1. Details of resolutions above are set out in the circular dated 9 October 2015 of the Company.

 

2. The H Share Register of Members of the Company will be closed, for the purpose of determining shareholders’ entitlement to attend the extraordinary general meeting, from 28 October 2015 to 27 November 2015 (both days inclusive), during which period no transfer of shares will be registered. In order to attend the extraordinary general meeting, all share transfers, accompanied by the relevant share certificates, must be lodged by H Share Holders for registration with Computershare Hong Kong Investor Services Limited at shops 1712–1716, 17th Floor, Hopewell Centre, 183 Queen’s Road East, Wan Chai, Hong Kong, not later than 4:30 p.m. on 27 October 2015. H Share Holders who are registered with Computershare Hong Kong Investor Services Limited on 27 November 2015 are entitled to attend the extraordinary general meeting.

 

3. Each shareholder entitled to attend and vote at the extraordinary general meeting may appoint one or more proxies to attend and vote on his behalf at the extraordinary general meeting. A proxy need not be a shareholder.
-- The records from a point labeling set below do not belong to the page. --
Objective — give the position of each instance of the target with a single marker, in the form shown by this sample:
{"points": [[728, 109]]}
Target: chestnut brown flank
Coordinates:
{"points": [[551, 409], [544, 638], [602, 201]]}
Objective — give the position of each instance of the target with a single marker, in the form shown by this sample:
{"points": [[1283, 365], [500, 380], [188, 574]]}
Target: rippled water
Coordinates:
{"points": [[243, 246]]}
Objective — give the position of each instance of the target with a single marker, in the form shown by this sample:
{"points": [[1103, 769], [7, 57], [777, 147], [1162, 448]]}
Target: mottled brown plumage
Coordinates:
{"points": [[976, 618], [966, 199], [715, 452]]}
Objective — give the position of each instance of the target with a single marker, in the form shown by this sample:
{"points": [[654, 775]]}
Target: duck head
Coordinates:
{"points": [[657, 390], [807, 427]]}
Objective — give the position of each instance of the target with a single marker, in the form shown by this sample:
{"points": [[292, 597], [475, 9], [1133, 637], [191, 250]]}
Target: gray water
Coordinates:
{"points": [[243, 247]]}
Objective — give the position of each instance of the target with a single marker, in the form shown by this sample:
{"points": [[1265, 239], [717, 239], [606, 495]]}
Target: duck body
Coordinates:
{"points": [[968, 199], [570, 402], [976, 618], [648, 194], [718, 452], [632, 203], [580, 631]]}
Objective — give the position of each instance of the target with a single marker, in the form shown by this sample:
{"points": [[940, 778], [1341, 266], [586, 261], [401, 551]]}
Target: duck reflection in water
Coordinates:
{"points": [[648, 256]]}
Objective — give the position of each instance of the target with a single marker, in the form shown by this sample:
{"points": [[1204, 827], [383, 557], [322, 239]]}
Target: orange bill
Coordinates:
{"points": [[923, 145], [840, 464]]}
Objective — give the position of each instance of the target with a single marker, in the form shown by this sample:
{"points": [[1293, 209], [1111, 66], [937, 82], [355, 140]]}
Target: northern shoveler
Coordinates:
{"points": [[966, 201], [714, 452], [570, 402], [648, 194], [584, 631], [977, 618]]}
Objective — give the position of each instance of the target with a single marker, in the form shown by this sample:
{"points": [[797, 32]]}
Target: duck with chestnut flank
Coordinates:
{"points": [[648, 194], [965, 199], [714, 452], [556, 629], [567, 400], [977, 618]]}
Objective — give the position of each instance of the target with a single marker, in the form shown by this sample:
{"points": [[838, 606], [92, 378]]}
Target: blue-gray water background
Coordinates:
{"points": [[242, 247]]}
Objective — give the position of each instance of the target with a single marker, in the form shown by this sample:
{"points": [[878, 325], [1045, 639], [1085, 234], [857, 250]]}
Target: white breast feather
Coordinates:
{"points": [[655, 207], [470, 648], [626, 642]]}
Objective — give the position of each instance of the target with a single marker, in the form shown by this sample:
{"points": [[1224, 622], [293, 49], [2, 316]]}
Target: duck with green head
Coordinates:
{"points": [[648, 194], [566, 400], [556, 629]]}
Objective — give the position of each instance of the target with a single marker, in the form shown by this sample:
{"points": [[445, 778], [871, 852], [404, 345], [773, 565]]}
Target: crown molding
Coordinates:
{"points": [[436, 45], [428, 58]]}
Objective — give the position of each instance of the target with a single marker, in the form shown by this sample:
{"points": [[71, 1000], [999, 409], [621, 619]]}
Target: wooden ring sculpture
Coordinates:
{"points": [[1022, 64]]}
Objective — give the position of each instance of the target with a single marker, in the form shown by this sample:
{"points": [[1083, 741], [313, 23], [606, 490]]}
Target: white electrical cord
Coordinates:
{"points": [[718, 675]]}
Each shareholder who wishes to appoint one or more proxies should read through the circular dated 9 October 2015.

 

4. To be valid, the form of proxy together with the power of attorney or other authorisation document (if any) signed by the authorised person or notarially certified power of attorney must be delivered to the General Affairs Office of the Company for holders of domestic shares and to Computershare Hong Kong Investor Services Limited for holders of H shares not less than 24 hours before the designated time for the holding of the extraordinary general meeting. The General Affairs Office of the Company is located at 31 Jinrong Street, Xicheng District, Beijing 100033, PRC. (Telephone: (8610) 6642 8166). Computershare Hong Kong Investor Services Limited is located at 17M Floor, Hopewell Centre, 183 Queen’s Road East, Wanchai, Hong Kong. Completion and return of a form of proxy will not preclude a shareholder from attending in person and voting at the extraordinary general meeting if he so wishes.

 

5. Shareholders intending to attend the extraordinary general meeting shall return the attendance slip via hand delivery, mail or fax to the General Affairs Office of the Company (for holders of domestic shares) and to Computershare Hong Kong Investor Services Limited (for holders of H shares) on or before 6 November 2015.

 

6. Shareholders attending the extraordinary general meeting in person or by proxy shall present their proof of identity. If the attending shareholder is a corporation, its legal representative or person authorised by the board of directors or other decision making authority shall present a copy of the relevant resolution of the board of directors or other decision making authority in order to attend the extraordinary general meeting.

 

7. All resolutions proposed at the extraordinary general meeting will be voted by poll.

 

8. The extraordinary general meeting is expected to last for half a day and shareholders (in person or by proxy) attending the extraordinary general meeting shall be responsible for their own transport and accommodation expenses.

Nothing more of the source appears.